Monday, May 31, 2021

Proud Remembrance

Proud Remembrance
Each year on this day, I spend quite a bit of time contemplating friends and family who died in the service of our country. Also, friends that were made while I served in the Navy who have passed away since that time. And I think about the uncle I was named for who died late in 1943. Finally, I consider the significance of Memorial Day. A few years ago, I wrote about Memorial Day. 

This year, when rereading this blog post, my attention has been drawn to the initial reason for Decoration Day (what Memorial Day was originally called). Here in a Southern state, examination of our history regarding race, slavery, and those who may have owned slaves is an interesting process involving suffering, contentiousness, invidiousness, jealousy, disdain, and pride. We want to rewrite our history from the perspective of the 21st century rather than as it happened. We don’t want to remember our history as it was, we want to see it as we wish that it was.

Remembering those who have died in the military while in service for our country cannot, should not be a process of heroic designation any more than of vilification. Most of us who, in the service of our country, were neither heroes nor traitors. We were members of our families, communities, and military branches. We have contributed as our nature and circumstances have allowed. Those who died in that service contributed their lives, not always sacrificed for a higher cause, and not always circumstantially.

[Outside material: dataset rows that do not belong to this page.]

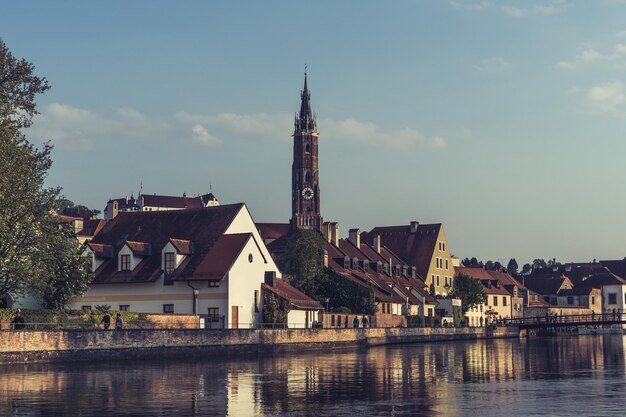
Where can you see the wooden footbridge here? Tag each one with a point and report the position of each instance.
(557, 321)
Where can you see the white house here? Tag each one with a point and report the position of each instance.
(209, 261)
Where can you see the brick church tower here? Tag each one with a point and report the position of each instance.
(305, 191)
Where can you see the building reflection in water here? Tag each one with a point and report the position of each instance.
(435, 379)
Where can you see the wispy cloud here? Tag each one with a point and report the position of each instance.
(512, 8)
(607, 98)
(616, 57)
(79, 129)
(493, 65)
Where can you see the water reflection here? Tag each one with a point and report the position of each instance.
(559, 376)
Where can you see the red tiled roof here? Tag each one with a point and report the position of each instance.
(273, 230)
(140, 248)
(184, 247)
(101, 251)
(290, 293)
(171, 201)
(202, 226)
(413, 248)
(217, 262)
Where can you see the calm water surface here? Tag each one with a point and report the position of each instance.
(573, 375)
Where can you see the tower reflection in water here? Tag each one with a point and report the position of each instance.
(437, 379)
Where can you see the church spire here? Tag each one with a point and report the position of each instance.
(306, 119)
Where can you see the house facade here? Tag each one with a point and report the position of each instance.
(208, 261)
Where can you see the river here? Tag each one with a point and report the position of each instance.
(568, 375)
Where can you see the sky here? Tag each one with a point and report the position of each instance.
(503, 120)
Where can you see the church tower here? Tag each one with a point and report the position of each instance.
(305, 191)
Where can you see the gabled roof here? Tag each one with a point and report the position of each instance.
(101, 251)
(415, 248)
(601, 279)
(290, 293)
(171, 201)
(202, 226)
(217, 262)
(183, 247)
(546, 285)
(139, 248)
(273, 230)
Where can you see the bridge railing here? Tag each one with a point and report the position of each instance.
(612, 317)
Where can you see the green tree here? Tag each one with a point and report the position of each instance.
(33, 248)
(303, 260)
(469, 290)
(18, 88)
(512, 267)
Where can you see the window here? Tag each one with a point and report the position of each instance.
(214, 314)
(170, 262)
(124, 262)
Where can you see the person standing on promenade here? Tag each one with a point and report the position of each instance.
(19, 322)
(106, 320)
(119, 323)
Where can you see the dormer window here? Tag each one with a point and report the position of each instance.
(124, 262)
(169, 262)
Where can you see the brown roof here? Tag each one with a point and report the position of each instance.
(217, 262)
(290, 293)
(101, 251)
(546, 285)
(140, 248)
(92, 227)
(184, 247)
(415, 248)
(273, 230)
(202, 226)
(171, 201)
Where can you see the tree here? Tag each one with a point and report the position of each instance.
(67, 274)
(469, 290)
(303, 259)
(18, 87)
(34, 250)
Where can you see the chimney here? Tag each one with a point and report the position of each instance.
(326, 231)
(334, 228)
(376, 243)
(270, 278)
(355, 237)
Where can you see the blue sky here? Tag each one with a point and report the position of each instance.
(504, 120)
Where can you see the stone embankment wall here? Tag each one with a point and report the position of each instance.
(46, 346)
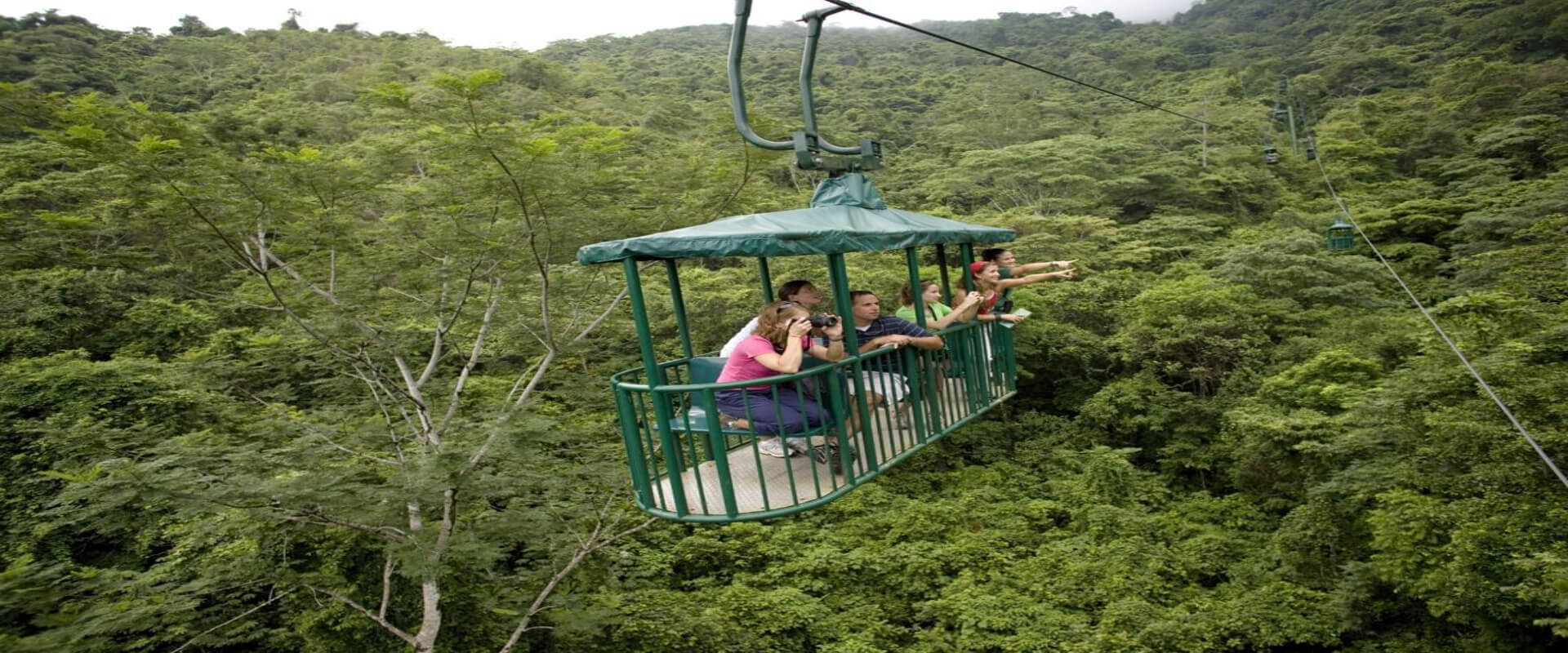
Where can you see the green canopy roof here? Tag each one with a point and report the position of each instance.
(847, 215)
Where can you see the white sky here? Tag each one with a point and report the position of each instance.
(533, 24)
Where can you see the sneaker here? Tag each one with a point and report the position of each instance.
(775, 448)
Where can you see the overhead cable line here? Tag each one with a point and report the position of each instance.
(845, 5)
(1435, 326)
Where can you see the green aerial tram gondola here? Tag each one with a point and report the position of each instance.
(687, 460)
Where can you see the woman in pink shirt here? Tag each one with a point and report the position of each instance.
(778, 346)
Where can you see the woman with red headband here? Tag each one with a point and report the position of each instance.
(991, 288)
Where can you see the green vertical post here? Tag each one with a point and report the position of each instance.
(767, 281)
(911, 262)
(841, 298)
(941, 269)
(840, 278)
(656, 376)
(634, 448)
(679, 306)
(966, 252)
(911, 359)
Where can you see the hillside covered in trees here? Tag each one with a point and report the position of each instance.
(295, 354)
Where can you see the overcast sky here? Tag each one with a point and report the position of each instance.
(533, 24)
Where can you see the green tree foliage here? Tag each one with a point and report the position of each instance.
(295, 356)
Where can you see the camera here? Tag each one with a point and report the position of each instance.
(819, 322)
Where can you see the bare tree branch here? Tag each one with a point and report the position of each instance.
(274, 598)
(474, 359)
(386, 586)
(373, 617)
(590, 545)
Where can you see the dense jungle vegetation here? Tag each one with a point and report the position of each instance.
(295, 354)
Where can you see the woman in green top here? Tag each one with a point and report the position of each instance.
(938, 315)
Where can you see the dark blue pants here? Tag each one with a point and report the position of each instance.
(791, 414)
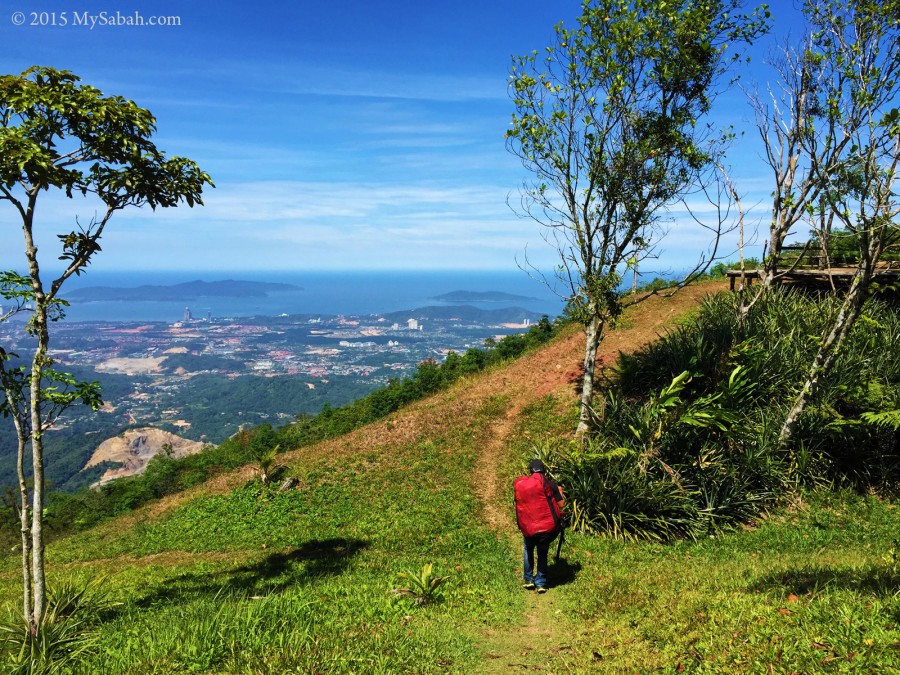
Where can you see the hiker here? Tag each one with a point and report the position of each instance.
(539, 503)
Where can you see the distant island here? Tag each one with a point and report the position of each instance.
(190, 290)
(481, 296)
(465, 313)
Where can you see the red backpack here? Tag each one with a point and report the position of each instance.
(536, 509)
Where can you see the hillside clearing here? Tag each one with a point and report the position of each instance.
(234, 577)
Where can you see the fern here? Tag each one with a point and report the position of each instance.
(887, 418)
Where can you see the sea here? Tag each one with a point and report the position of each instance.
(317, 293)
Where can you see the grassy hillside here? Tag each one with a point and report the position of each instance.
(237, 577)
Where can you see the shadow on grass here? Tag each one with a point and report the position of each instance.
(272, 574)
(563, 572)
(873, 580)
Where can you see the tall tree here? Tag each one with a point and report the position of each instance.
(56, 133)
(853, 53)
(822, 96)
(610, 123)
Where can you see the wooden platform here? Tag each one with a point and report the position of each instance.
(841, 276)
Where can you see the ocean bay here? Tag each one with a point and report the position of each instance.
(320, 292)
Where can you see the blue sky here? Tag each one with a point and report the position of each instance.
(354, 135)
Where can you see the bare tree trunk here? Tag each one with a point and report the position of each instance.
(829, 349)
(37, 464)
(24, 513)
(41, 332)
(593, 333)
(24, 510)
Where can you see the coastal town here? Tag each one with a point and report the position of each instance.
(200, 376)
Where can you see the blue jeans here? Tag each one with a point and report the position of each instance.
(541, 543)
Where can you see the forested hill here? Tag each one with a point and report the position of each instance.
(393, 548)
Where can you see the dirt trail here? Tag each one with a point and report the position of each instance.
(554, 370)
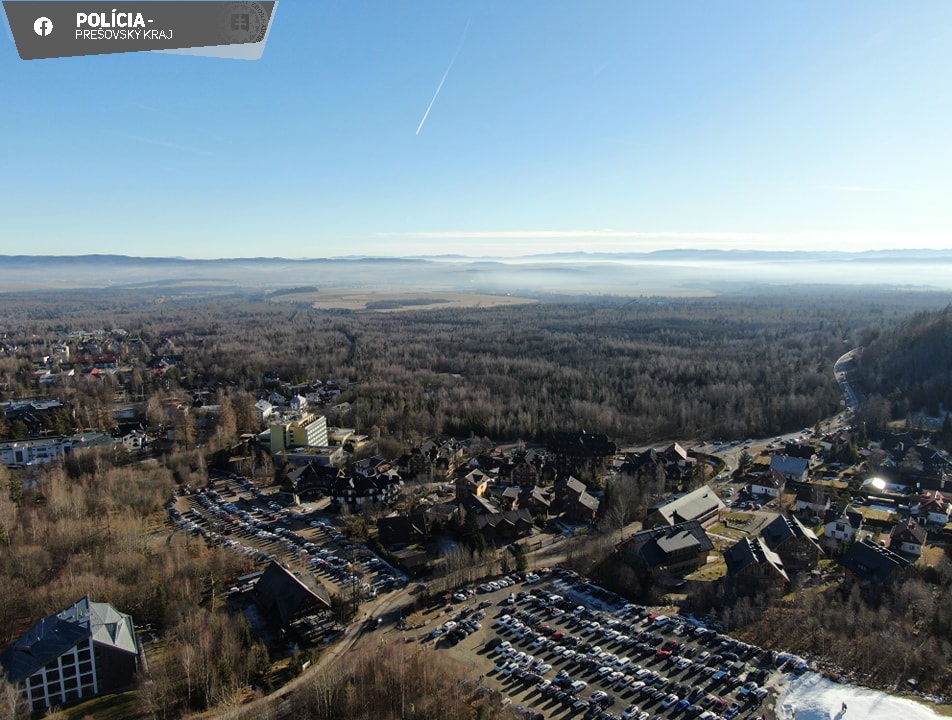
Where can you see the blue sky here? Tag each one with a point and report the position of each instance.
(596, 125)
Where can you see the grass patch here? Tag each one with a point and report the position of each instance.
(711, 572)
(119, 706)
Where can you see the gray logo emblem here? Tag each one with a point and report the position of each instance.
(43, 26)
(244, 23)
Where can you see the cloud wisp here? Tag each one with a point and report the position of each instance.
(443, 79)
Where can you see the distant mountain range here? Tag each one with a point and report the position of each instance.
(665, 272)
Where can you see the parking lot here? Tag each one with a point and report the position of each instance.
(561, 647)
(238, 515)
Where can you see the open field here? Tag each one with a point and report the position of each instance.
(343, 299)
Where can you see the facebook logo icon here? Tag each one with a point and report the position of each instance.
(43, 26)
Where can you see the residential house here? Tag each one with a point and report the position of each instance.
(285, 596)
(474, 483)
(357, 490)
(790, 468)
(663, 550)
(799, 450)
(537, 500)
(908, 538)
(813, 499)
(263, 410)
(575, 450)
(523, 473)
(702, 505)
(770, 483)
(573, 501)
(931, 508)
(19, 453)
(501, 528)
(873, 565)
(796, 544)
(85, 650)
(298, 430)
(753, 567)
(842, 526)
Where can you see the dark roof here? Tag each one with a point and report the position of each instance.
(909, 527)
(746, 552)
(56, 634)
(789, 465)
(782, 528)
(813, 494)
(799, 450)
(478, 505)
(655, 545)
(691, 506)
(872, 563)
(853, 517)
(589, 502)
(284, 595)
(573, 484)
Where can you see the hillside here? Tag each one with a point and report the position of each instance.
(910, 366)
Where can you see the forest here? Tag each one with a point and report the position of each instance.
(909, 366)
(639, 370)
(636, 369)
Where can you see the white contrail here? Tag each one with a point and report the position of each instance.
(443, 79)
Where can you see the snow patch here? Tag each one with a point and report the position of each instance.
(813, 697)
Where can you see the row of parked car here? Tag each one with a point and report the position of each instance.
(685, 663)
(272, 527)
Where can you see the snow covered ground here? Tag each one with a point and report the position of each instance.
(813, 697)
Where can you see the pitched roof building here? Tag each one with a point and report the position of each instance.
(796, 544)
(87, 649)
(907, 538)
(872, 564)
(752, 566)
(285, 596)
(702, 505)
(668, 550)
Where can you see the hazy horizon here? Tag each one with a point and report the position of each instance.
(496, 130)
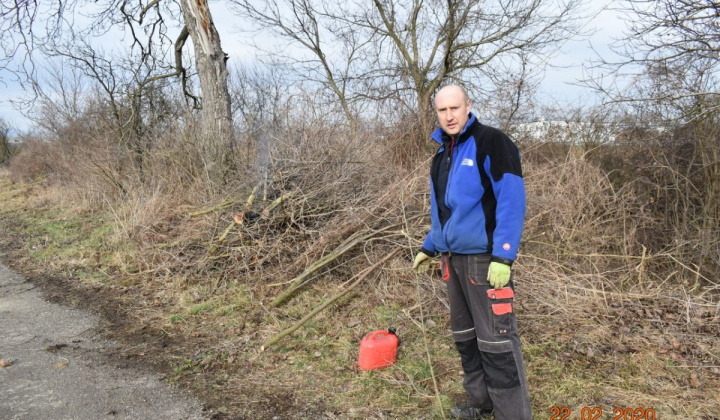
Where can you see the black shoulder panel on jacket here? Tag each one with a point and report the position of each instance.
(504, 155)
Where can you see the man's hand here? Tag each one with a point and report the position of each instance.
(421, 263)
(498, 275)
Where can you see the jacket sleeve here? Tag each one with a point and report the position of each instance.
(509, 188)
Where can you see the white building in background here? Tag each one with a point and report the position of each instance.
(565, 132)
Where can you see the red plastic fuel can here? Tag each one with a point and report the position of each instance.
(378, 349)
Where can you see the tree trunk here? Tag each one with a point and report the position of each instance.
(217, 129)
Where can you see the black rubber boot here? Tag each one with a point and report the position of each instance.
(469, 413)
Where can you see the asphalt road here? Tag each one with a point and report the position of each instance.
(54, 364)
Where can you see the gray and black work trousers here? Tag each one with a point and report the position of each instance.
(486, 338)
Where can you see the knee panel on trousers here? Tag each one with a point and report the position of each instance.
(500, 370)
(470, 355)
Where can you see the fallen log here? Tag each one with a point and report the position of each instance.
(359, 278)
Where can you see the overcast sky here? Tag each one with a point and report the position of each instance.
(557, 87)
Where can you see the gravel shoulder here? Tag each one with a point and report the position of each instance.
(55, 364)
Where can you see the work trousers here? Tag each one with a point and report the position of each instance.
(486, 338)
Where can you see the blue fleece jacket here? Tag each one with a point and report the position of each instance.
(482, 208)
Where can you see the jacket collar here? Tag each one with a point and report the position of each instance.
(440, 136)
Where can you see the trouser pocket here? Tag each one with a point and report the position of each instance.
(445, 267)
(502, 314)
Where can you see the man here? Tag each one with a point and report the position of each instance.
(477, 209)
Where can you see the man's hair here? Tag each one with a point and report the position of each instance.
(462, 89)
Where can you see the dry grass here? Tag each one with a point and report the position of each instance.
(607, 319)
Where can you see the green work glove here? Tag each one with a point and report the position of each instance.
(421, 263)
(498, 275)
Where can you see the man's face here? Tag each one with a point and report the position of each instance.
(452, 108)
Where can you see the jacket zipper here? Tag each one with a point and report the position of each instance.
(447, 191)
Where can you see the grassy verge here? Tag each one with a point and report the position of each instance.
(586, 346)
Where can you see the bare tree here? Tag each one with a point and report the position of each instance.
(158, 56)
(5, 152)
(391, 49)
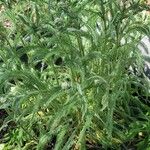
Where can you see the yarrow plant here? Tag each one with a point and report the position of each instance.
(65, 81)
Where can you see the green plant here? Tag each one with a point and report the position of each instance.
(86, 100)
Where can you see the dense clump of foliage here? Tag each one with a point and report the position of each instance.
(64, 78)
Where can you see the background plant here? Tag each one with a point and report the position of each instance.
(86, 100)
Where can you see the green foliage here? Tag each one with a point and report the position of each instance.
(96, 106)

When looking back on our memories this Memorial Day, as Joni Mitchell so wonderfully pointed out, we might look at both sides now. We should see our “illusions” and realize that we don’t have the answers, that we really don’t know much about life ("Both Sides Now"). Some things lost and some things gained. I really don’t know life and, therefore, remembering the death of those innocents who served metaphorically alongside us – our peers in a common experience – this is very important to me.

Remembering ordinary souls with pride is helpful in maintaining a perspective on our own ordinary lives. What is ordinary is also special as we are all anchored in a very particular place in time and space, the children of parents, the parents of children, cousins, aunts and uncles with long histories behind and unknown futures. Memorial Day is not for heroes. Memorial Day is about finding perspective.